Essential Diagnostic Tests for Childhood Nephritis
1. Urinalysis: Detecting Early Kidney Damage
Urinalysis is one of the first-line diagnostic tools used to evaluate kidney function and detect abnormalities. It helps identify the presence of hematuria (blood in urine) and proteinuria (excess protein in urine), both of which are hallmark signs of glomerular injury. Dipstick testing provides rapid results, while microscopic examination of urine sediment can reveal red blood cell casts, further supporting a diagnosis of glomerulonephritis.
2. Blood Tests: Assessing Systemic Involvement and Organ Function
Blood work plays a critical role in evaluating the extent of kidney impairment and identifying potential triggers. Key blood tests include:
- Serum creatinine and blood urea nitrogen (BUN) – to assess renal function
- Liver function tests – to rule out hepatic involvement
- Complement levels (especially C3) – low C3 is commonly seen in post-streptococcal glomerulonephritis
- Antistreptolysin O (ASO) titer – to detect recent streptococcal infection, often preceding acute glomerulonephritis
- Erythrocyte sedimentation rate (ESR) – an indicator of inflammation
In many cases of pediatric nephritis, particularly post-streptococcal glomerulonephritis, there is a history of upper respiratory or skin infection caused by group A streptococcus 1–2 weeks prior to symptom onset. Monitoring complement levels over time helps track disease progression and recovery.
3. Blood Pressure and Urine Output Monitoring
During the acute phase of nephritis, close monitoring of blood pressure and daily urine volume is vital. Hypertension is common due to fluid retention and activation of the renin-angiotensin system. Uncontrolled high blood pressure can lead to serious complications such as seizures or acute heart failure. Similarly, tracking urine output helps assess kidney perfusion and detect oliguria or anuria early, allowing timely intervention.
4. Specialized Testing for Secondary Glomerular Diseases
Not all cases of pediatric nephritis are primary. Some are secondary to autoimmune or infectious conditions. Additional targeted testing may be required to rule out these causes:
- ANCA (anti-neutrophil cytoplasmic antibodies) panel – to screen for ANCA-associated vasculitis like granulomatosis with polyangiitis
- Hepatitis B surface antigen (HBsAg) and serology – to exclude hepatitis B virus-related nephropathy
- Antinuclear antibody (ANA) profile and anti-dsDNA – to evaluate for systemic lupus erythematosus (lupus nephritis)
These tests help differentiate between various types of secondary glomerulonephritis and guide long-term management strategies.
5. Renal Biopsy: Defining the Pathological Diagnosis
When the diagnosis remains unclear or the clinical course is atypical, a renal biopsy may be necessary. This procedure involves taking a small sample of kidney tissue for histopathological analysis. It allows physicians to determine the exact type and severity of kidney damage, such as minimal change disease, focal segmental glomerulosclerosis (FSGS), or membranoproliferative glomerulonephritis.

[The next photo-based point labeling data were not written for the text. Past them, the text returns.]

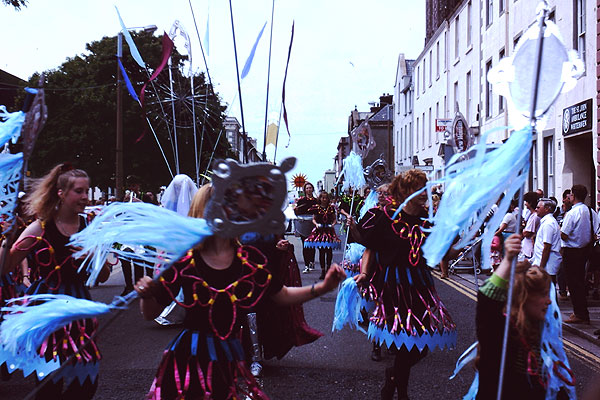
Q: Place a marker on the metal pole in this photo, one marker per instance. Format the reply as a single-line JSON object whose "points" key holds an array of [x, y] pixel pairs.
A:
{"points": [[119, 144], [237, 69], [532, 118], [268, 81]]}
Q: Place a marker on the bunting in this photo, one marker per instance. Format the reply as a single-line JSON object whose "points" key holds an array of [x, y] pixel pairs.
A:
{"points": [[127, 81], [167, 50], [250, 58], [284, 79], [132, 48]]}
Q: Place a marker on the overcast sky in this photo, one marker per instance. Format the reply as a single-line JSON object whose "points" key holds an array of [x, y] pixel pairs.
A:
{"points": [[344, 55]]}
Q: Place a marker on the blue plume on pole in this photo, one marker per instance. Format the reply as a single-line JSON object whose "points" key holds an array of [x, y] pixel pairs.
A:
{"points": [[166, 235], [25, 326], [473, 186], [354, 252], [370, 202], [347, 307], [352, 172], [10, 125]]}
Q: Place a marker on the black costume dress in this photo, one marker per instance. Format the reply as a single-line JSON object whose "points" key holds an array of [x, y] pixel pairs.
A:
{"points": [[206, 360], [408, 311], [58, 273], [323, 236]]}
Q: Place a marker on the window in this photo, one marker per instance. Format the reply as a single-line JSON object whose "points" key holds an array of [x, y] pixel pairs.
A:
{"points": [[418, 74], [456, 96], [469, 25], [533, 185], [579, 25], [549, 165], [437, 115], [430, 65], [423, 85], [437, 58], [423, 132], [401, 144], [429, 128], [417, 137], [488, 91], [456, 38], [468, 97], [501, 98], [516, 40], [410, 139]]}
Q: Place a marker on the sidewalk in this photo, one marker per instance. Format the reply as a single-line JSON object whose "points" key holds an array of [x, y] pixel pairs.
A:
{"points": [[585, 331]]}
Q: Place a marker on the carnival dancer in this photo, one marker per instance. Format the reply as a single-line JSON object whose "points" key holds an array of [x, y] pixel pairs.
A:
{"points": [[323, 236], [524, 376], [220, 280], [304, 224], [57, 200], [408, 312]]}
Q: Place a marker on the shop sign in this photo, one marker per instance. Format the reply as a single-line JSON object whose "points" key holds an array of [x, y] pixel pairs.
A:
{"points": [[443, 124], [577, 118]]}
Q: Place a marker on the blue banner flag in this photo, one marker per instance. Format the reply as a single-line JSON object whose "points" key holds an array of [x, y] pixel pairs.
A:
{"points": [[127, 81], [251, 56]]}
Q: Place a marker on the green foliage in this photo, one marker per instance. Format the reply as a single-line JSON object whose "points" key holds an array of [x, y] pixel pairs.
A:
{"points": [[17, 4], [81, 127]]}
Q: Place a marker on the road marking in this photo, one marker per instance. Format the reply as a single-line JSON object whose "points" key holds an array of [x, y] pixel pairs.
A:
{"points": [[571, 347]]}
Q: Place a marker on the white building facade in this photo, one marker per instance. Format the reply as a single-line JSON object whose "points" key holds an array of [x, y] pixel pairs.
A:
{"points": [[451, 73]]}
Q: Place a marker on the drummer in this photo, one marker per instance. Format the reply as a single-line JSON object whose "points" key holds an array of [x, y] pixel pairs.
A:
{"points": [[304, 224]]}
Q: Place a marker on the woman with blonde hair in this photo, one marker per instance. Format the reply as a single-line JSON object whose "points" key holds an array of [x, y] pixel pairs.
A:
{"points": [[221, 280], [57, 200], [523, 376]]}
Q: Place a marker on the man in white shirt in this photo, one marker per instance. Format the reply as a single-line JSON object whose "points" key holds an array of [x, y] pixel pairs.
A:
{"points": [[532, 223], [576, 234], [546, 250]]}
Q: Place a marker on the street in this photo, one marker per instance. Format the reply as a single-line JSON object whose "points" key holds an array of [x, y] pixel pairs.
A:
{"points": [[337, 366]]}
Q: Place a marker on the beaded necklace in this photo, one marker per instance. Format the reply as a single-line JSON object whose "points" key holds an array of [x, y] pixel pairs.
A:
{"points": [[245, 292]]}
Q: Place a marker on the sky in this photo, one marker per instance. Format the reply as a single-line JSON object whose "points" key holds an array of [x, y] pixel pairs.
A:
{"points": [[345, 54]]}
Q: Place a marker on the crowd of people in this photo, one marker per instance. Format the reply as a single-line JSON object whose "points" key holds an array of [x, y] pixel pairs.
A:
{"points": [[222, 281]]}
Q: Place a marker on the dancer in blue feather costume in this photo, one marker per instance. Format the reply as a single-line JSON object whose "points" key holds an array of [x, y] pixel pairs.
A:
{"points": [[57, 200], [408, 313]]}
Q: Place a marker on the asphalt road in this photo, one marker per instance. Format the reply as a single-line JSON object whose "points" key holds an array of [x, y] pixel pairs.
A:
{"points": [[337, 366]]}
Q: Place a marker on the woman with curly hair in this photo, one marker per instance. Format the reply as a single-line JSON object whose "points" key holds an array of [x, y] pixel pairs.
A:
{"points": [[58, 200], [408, 311]]}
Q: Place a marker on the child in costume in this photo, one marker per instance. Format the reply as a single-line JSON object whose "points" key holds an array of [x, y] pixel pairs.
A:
{"points": [[323, 235], [525, 375], [221, 280], [57, 201], [304, 224], [408, 312]]}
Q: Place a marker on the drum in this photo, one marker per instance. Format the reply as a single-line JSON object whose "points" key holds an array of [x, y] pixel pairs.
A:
{"points": [[303, 225]]}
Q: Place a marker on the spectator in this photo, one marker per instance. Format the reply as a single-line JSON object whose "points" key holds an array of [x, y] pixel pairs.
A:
{"points": [[532, 223], [509, 222], [546, 253], [576, 236]]}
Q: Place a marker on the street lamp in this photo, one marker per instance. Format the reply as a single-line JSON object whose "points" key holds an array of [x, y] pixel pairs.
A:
{"points": [[119, 144]]}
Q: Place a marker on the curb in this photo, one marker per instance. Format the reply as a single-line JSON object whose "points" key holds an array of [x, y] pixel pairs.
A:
{"points": [[582, 334]]}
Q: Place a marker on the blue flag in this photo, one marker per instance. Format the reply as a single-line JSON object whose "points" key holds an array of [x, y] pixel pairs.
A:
{"points": [[127, 81], [251, 56]]}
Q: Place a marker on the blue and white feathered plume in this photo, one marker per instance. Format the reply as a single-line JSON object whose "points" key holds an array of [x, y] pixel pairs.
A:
{"points": [[352, 172], [166, 235], [347, 307], [25, 326], [370, 202], [10, 125], [473, 186]]}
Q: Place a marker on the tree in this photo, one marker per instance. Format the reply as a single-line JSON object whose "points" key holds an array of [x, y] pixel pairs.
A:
{"points": [[17, 4], [81, 126]]}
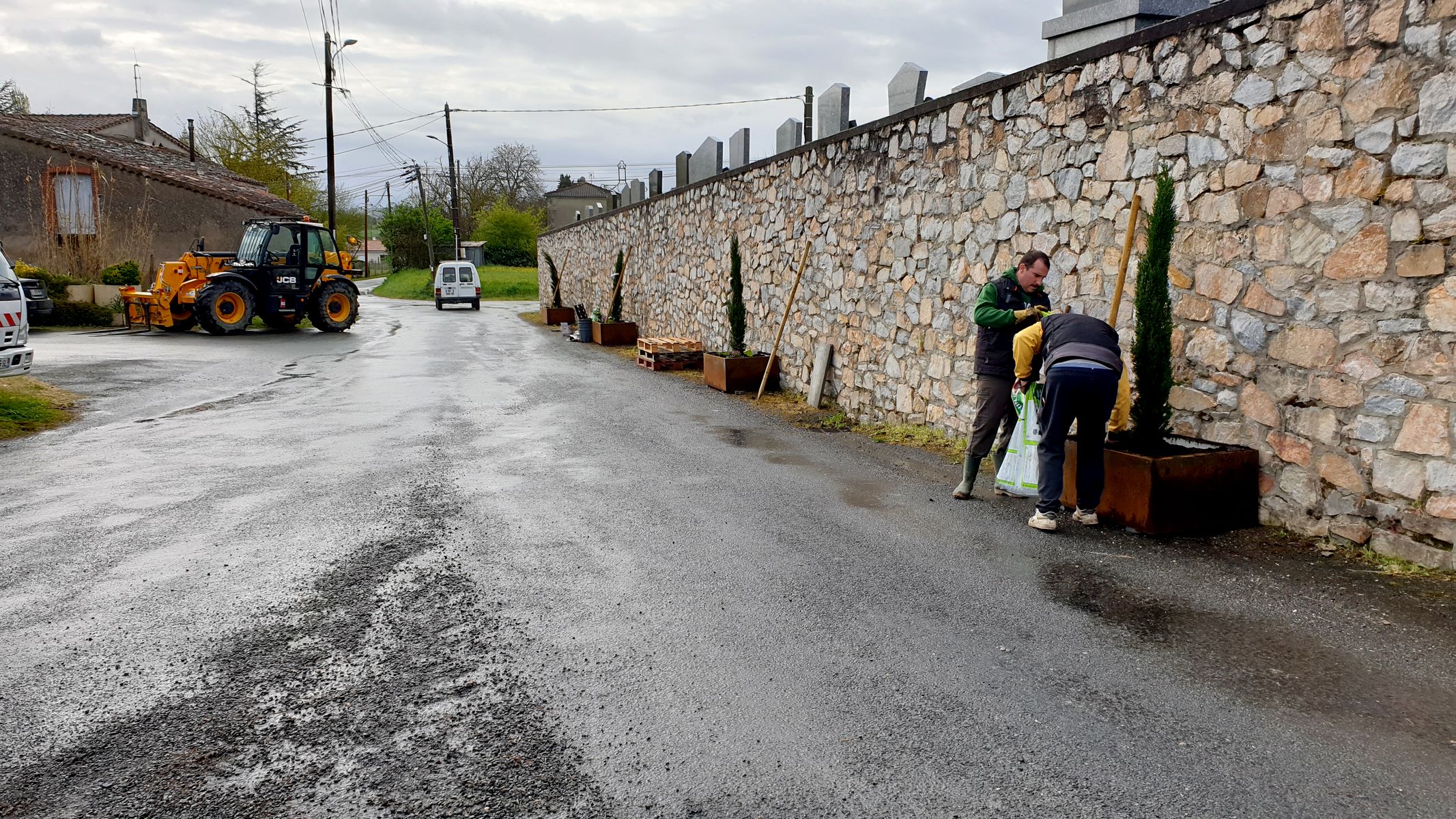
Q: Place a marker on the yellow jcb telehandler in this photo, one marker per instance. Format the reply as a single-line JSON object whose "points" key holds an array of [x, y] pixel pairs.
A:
{"points": [[283, 271]]}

Based on the biopsy findings, a tailored treatment plan—including corticosteroids, immunosuppressants, or other targeted therapies—can be implemented.
Early and accurate diagnosis through a combination of clinical assessment and advanced diagnostics significantly improves outcomes in children with nephritis. Parents should seek prompt medical attention if they notice persistent swelling, dark or foamy urine, or unexplained fatigue in their child. With proper care, most children recover fully from acute forms of nephritis, though ongoing follow-up is recommended to monitor kidney health.